For the whole cluster, just do them one at a time and wait for each to come back:

task talos:upgrade-node NODE=m0 VERSION=v1.9.0
# wait for it to rejoin
task talos:upgrade-node NODE=m1 VERSION=v1.9.0
# wait
task talos:upgrade-node NODE=m2 VERSION=v1.9.0

Between each, verify the node is Ready and Ceph is healthy:

kubectl get nodes
kubectl -n rook-ceph exec -it deploy/rook-ceph-tools -- ceph status

Kubernetes Upgrades

task talos:upgrade-k8s

This upgrades Kubernetes across all nodes. The version comes from kubernetes/apps/system-upgrade/tuppr/upgrades/kubernetes.yaml.

Flux and Helm Charts

Renovate handles this automatically - it creates PRs when updates are available. Just review and merge them.

To force a reconcile after merging:

task kubernetes:reconcile

Merge Renovate PRs

# List open PRs
task github:pr:list

# Merge one
task github:pr:merge ID=123

# Merge all of them
task github:pr:merge:all

ARC Upgrade

Actions Runner Controller needs a special upgrade process because of CRD stuff:

task kubernetes:upgrade-arc

This uninstalls the runner and controller, waits a bit, then reconciles them back via Flux.

Rollback

Talos

Talos keeps the previous install around.
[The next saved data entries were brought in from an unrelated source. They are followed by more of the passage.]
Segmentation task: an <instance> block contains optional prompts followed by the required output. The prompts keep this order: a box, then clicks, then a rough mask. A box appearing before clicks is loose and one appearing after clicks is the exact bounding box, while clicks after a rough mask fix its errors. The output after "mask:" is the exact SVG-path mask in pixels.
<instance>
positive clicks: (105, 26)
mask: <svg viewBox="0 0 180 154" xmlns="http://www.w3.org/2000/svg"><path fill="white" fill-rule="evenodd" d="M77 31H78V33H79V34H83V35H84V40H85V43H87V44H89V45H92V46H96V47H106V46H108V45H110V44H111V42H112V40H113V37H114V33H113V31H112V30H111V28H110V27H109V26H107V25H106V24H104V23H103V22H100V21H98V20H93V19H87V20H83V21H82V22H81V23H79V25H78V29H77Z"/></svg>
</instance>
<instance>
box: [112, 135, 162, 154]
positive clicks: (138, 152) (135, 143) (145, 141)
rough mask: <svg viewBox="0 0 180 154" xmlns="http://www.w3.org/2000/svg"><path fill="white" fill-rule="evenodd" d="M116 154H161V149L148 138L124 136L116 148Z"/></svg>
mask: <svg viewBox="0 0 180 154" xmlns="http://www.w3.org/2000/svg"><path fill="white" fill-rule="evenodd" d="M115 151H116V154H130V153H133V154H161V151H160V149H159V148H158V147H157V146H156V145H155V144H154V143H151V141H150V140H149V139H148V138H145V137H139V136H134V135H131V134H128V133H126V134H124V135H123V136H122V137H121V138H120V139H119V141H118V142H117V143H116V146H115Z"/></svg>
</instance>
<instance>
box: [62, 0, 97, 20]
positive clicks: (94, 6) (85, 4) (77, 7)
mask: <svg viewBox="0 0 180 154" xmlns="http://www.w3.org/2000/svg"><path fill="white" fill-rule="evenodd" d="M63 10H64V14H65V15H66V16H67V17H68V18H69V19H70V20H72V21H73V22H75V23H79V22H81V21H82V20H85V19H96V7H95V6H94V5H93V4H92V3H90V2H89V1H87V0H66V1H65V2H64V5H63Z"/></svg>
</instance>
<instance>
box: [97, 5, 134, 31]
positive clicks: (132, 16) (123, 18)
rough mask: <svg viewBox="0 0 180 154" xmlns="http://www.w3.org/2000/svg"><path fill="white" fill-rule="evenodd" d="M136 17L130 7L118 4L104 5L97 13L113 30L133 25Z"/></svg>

Reboot and pick the old one from the boot menu:

task talos:reboot-node NODE=<node> MODE=powercycle

Flux/Helm

Just revert the commit and push:

git revert <commit>
git push
task kubernetes:reconcile

If Things Go Wrong

Node Stuck During Upgrade

Check whats happening:

talosctl -n <node> dmesg | tail -100

Force a reboot if needed:

task talos:reboot-node NODE=<node> MODE=powercycle

Can't Connect After Upgrade

Regenerate kubeconfig:

task talos:kubeconfig

Helm Releases Failing

Restart failed releases:

task kubernetes:hr:restart